A Socratic inquiry is one of the most subversive dialectical mechanisms, because it empties out all knowledge regarding a certain ‘x’ and exposes a reality that ‘x’ used to suture. The answer for “what is contemporary dance” in “Sequel” is the performance itself, its material conditions of production as a commodified dance piece and its ironic locus of dance images and trends. Meaning, the artists assume that this kind of question is a performative one, and should be tackled via performative means. Using irony, they open up a possibility for re-imagination of the art form, of a distance between “dance” and all its past ideals and master-signifiers. In that sense, “Sequel” belongs to a series of art works that perform an institutional critique. The two performers play with it in the first part, ‘a dance in 2043’, through words and irony, to fully embody it in the second part, ‘a dance in 2044’.
The performers played their institutional critique also by using consensus and banal statements regarding dance, for example: ‘30 years ago you had to learn some movements from a French guy to be a dancer’, and repeated them. Quoting the dogmatic historical and geo-political common sense of dance made visible the historical representational machine of dance, from Pina Bausch to contact improvisation, from pedestrian movements to classical ballet, all under the guise of idiots-professionals. Consensus such as how we enter the theatre and know that the dancer will be there, that he is available, that there is a choreographer’s thought, that there is a sense of contemporaneity, a repertoire or re-enactment of movements or suspending them, or a total work of contemporary dance in which the light, sound and costume are all devised, were exposed under the historicity of the machine of dance as totally administered art form, without residue.
Professionalization
The two dancers remain in the ironical gap they opened throughout the performance as, while asking the audience for their wishes, pull out two very professional folders and start inquiring about the existing coproduction’s, the gender and equality policies during casting and the details of the project-wish expressed by a member of the audience.

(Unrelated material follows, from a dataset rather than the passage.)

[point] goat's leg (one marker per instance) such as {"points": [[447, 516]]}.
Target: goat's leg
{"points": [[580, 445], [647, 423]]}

What does it mean to be professional is a question that does not affect contemporary dance only, but interests society at large as the neoliberal system pushes individuals towards never-ending self-optimization, such that the space between what one is and what one does shrinks. The author’s interest in professionalism lies primarily in raising a question: by doing that through irony – and thus acting as fools – they created a sequel for the future to reflect on the border between what is subversive and what is appropriated by neoliberal capitalism.
The artists reminded us that today the position of the ironist is also a position of a professional fool. But the professional fool knows that “dance” is a western invention, like “progress”, and that we are all trying to be more and more professional, and by exposing this, they problematize the question of professionalism. The tragedy of professionalism is that it is a condition for society but also for contemporary dance, a symptom but also a space for possible subversion and discussion. The performance criticizes professionalism as something that is already dissolving, because in the future “everyone will be a dance artist”, there will be no need for expertise anymore. At the same time, they engage with actively abolishing professionalism from their professional position. Professionalism works in “Sequel” as a prism that asks the question of the pseudo-universality of the conditions of labour in capitalism, it shows that by becoming “professional” the artists give up any ideological content or passion. As we picture a future where everyone is a professional contemporary dancer, we start to navigate between the utopian and dystopian visions brought up by such a statement.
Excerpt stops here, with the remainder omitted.